Lives of the Poets

Michael Schmidt
A dazzling account of the entire history of poetry in the English language -- from the fourteenth century to the present -- by one of the most intelligent and passionate critics in the field.          Setting out to write his own homage to Samuel Johnson's legendary Lives of the English Poets of more than two hundred years ago, Michael Schmidt introduces us to the world tradition of poets who have written in English. From the rustic rhythms of Piers Plowman to today's postmodernists, from fifteenth-century Scotland to the contemporary Caribbean, Schmidt explores the lives and creations of more than three hundred poets, discussing their best (and sometimes worst) poems, their triumphs and tragedies, their individual genius. Here is the shared universe and work of so many great poets, including Chaucer, Donne, Blake, Behn, Burns, Wordsworth, Whitman, Dickinson, Rossetti, Yeats, Stevens, Lowell, Bishop, Ginsberg, Rich and Heaney, to name but a few. Schmidt also embraces the extraordinary poetry now emerging from Australia, New Zealand, India and other countries, and shows how these varied landscapes and cultures make their contributions to our common language. Tracing the themes and achievements of each poet's work, Schmidt demonstrates with wit and erudition how poets overshadow and inspire one another across the centuries.

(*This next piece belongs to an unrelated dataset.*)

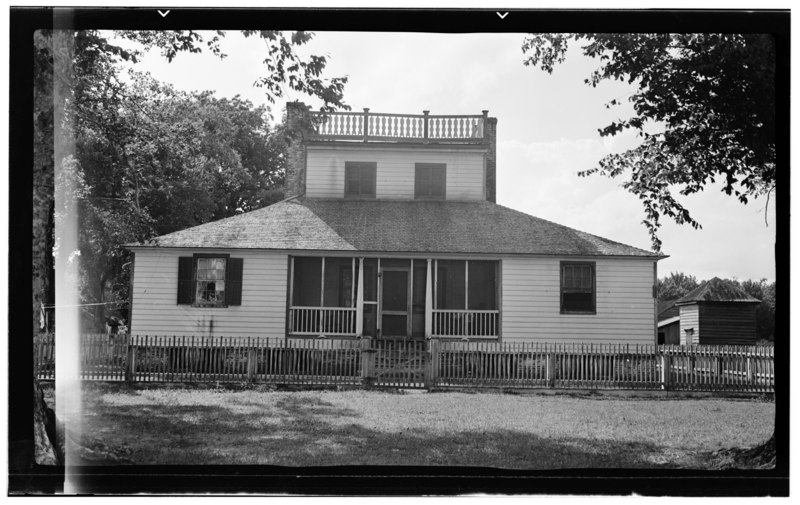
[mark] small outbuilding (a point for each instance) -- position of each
(718, 312)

En route, he champions some unjustly neglected voices and outlines the ways in which history and politics intervene to shape (or sometimes misshape) the poetic imagination.          With infectious enthusiasm and avoiding all fashionable jargon, Schmidt speaks unapologetically for a common language -- the language of poetry, which unites people across continents and across the ages. For anyone who has ever been moved by a poem, a rich and important book.